Pelosi and Shummer wanted that fiasco so they could do just what they did. Say he "stormed out" and didn't want to discuss the infrastructure bill. Trump wanted them to throw mud (which they did) and exit the meeting yelling "witch hunt" and he had his rose garden press conference all ready to go.... with his accomplishments. So he can brag about how he is getting things done with no help from Pelosi and Shummer. It was both sides having a political stunt ready for the public.

It was a disgrace by all of them.... IMHO.

But what about the bills that I was talking about?? Ken can you tell me what is wrong with those bills? Border security which finally people are all agreeing is a "crisis" but yet 5 months ago before the shut down there was no "crisis". DACA and criminals.... oh what they want criminals now in the USA or gang members??? What about the trade deal with Mexico and Canada.... the left went crazy when he was cutting ties about 8 months ago and now he wants better deals and has them... they wont bring his deal to a vote. What about adding poison pills to bills lowering drug costs by getting generics to the public quicker. I have talked about that for years!!! What is your thoughts on that BS???

Those are the things that are getting held hostage.... which is BS by our elected leaders. :bop:


----------



## Chuck Smith (Feb 22, 2005)

> They have absolutely nothing, but if they can keep this going they're hoping it may effect the 2020 election in their favor. Personally, I think it's going to blow up in their face in a big way.


This is correct... the last numbers I have heard is that 68% of the country wants to move on from this since the Mueller report was made public or the conclusions of it. So beating a dead horse isn't going to help them. It will just stir up the "radical" base which isn't going to win an election.

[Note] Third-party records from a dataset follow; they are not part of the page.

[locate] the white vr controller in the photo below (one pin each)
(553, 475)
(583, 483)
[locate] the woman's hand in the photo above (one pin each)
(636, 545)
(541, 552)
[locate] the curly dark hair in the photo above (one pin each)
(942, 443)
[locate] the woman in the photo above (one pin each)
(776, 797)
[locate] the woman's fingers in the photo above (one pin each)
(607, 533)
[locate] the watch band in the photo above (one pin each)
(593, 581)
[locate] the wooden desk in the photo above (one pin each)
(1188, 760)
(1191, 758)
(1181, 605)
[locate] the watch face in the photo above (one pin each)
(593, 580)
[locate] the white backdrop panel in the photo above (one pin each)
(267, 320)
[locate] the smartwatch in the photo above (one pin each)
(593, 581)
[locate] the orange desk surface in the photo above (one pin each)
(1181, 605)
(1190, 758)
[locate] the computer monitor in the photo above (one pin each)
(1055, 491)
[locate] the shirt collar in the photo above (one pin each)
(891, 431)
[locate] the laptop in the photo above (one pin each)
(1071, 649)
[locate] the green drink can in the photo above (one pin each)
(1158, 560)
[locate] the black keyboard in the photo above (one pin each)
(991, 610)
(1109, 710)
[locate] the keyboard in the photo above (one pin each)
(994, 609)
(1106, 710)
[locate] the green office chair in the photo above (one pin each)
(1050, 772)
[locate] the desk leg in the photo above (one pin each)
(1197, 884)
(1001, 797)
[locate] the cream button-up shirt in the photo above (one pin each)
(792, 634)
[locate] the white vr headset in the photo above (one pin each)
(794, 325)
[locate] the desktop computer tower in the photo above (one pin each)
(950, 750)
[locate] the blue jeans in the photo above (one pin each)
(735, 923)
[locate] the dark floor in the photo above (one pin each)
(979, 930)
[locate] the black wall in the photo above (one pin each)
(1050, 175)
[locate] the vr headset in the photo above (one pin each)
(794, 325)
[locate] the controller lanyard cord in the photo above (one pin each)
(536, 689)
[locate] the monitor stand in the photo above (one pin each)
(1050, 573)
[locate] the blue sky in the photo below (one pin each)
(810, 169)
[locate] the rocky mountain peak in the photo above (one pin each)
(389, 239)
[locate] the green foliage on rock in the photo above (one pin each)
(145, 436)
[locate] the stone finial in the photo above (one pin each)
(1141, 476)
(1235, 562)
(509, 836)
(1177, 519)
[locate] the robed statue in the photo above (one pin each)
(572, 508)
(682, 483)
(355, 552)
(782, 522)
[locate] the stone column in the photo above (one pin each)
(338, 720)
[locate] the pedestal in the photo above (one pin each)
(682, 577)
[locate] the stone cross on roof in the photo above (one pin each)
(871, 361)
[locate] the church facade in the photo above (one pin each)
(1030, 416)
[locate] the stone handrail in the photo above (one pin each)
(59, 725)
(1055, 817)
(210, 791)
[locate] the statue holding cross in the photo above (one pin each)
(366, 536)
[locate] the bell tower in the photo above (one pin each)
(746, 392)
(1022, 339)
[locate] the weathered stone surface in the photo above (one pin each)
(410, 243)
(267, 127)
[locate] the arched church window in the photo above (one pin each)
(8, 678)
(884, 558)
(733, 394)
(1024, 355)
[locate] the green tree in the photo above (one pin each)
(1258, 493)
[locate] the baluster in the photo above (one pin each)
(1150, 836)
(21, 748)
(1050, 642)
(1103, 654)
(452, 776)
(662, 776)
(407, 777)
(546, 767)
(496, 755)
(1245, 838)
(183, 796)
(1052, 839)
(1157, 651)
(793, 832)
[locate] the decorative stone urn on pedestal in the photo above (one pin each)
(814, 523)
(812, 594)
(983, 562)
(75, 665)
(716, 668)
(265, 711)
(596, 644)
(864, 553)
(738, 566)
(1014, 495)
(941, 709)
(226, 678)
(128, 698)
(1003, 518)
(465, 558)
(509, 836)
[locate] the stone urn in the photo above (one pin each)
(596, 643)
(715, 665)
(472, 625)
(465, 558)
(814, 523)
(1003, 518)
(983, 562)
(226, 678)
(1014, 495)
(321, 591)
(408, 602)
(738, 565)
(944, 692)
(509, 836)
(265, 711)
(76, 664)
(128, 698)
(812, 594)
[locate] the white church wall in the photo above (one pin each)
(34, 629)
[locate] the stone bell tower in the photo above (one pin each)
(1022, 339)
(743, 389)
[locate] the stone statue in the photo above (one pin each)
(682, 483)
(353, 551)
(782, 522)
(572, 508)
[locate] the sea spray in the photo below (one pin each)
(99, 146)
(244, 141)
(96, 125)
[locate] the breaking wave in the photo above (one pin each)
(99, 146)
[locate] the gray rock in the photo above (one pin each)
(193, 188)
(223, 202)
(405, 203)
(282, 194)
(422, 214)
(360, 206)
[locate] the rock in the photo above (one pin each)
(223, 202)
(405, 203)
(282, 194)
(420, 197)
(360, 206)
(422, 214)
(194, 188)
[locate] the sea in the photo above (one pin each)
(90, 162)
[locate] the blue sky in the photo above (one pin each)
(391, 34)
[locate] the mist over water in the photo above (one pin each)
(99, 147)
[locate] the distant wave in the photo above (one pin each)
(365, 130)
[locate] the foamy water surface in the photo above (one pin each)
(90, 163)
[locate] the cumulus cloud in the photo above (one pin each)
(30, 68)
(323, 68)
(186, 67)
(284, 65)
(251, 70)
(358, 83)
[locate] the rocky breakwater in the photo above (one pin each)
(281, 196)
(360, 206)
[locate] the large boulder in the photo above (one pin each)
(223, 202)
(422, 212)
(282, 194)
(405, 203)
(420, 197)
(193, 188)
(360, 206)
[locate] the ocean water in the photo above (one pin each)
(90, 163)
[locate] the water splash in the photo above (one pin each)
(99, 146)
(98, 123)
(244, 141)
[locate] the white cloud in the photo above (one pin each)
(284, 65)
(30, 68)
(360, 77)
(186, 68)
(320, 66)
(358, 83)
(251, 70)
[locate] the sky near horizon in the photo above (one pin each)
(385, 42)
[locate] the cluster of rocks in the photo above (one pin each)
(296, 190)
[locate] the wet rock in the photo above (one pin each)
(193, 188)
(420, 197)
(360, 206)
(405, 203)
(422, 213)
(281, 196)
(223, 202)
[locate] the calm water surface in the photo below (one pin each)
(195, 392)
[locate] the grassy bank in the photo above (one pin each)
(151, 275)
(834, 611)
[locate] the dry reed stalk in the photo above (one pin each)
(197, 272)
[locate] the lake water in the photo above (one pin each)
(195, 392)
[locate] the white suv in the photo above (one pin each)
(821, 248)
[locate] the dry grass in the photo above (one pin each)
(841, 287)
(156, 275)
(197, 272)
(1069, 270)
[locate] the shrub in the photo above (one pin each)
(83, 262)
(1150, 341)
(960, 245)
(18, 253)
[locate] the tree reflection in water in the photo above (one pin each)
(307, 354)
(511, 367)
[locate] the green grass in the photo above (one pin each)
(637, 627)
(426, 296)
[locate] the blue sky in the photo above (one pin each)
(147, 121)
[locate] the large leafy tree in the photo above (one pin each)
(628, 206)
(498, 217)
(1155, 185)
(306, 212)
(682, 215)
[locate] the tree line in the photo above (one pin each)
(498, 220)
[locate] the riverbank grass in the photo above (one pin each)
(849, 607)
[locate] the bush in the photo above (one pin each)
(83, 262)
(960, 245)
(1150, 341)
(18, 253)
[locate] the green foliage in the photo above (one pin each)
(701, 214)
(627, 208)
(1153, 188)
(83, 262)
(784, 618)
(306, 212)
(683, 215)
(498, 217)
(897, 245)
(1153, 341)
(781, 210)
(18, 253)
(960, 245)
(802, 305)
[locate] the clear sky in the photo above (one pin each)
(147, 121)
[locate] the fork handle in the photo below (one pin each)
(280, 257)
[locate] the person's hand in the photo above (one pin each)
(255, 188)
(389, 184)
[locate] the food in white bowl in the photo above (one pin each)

Ken... I agree about the ignoring the subpoena's..... but why haven't they subpoena Mueller??? Barr came and testified freely, gave them access to a report that is about 99% free of redactions and the 1% is protected by law. Which they want him to break the law. His tax records... well that is up in the air.... because he is correct about if under audit they cant be released but that is also in a grey area if he is or isn't. But his banks are sending things over to people.

The testimony by Mcgruth well that one he should go in all lawyered up and just give the same answers he did in the report. Because all this is going to be is people yelling at him for yes or no questions and then when he answers yes or no they will ask him to explain... he will try and they will yell again at him saying it is a yes or no question.

But my question on the IRS tax issues and Mcgruth&#8230;. has trump really told them to ignore. I already talked about how the head of the IRS never even had a convo with Trump. This was under oath!! So how much of what we are hearing is true from the media.... again on all sides of the media. :bop:


----------



## Plainsman (Jul 30, 2003)

The liberals are going nuts because a few states passed abortion laws that made abortion illegal if there is a heart beat. I remember how ticked they were years ago when pro life people wanted an ultrasound before an abortion. They didn't want the mother to see that it was an actual human. They say it's a woman's choice. Does anyone consider the father? Democrats are sexist and racists.

Whatever democrats accuse others of they are doing. The best current example is Russian collusion and hiding something. The current democrat "investigation" is no investgation at all, its a facade to hide what they have done.

90% of democrats and 50% of republicans in Washington should go to prison together. I'm not sure the democrats are not purposely dividing this country.


----------



## KEN W (Feb 22, 2002)

I'm leaving for awhile. You all see nothing but how wrong us Dems are and see nothing but the one sided crap that Tiny Trump can do no wrong. It is obvious that I am alone here. I'll take a break from the onslaught .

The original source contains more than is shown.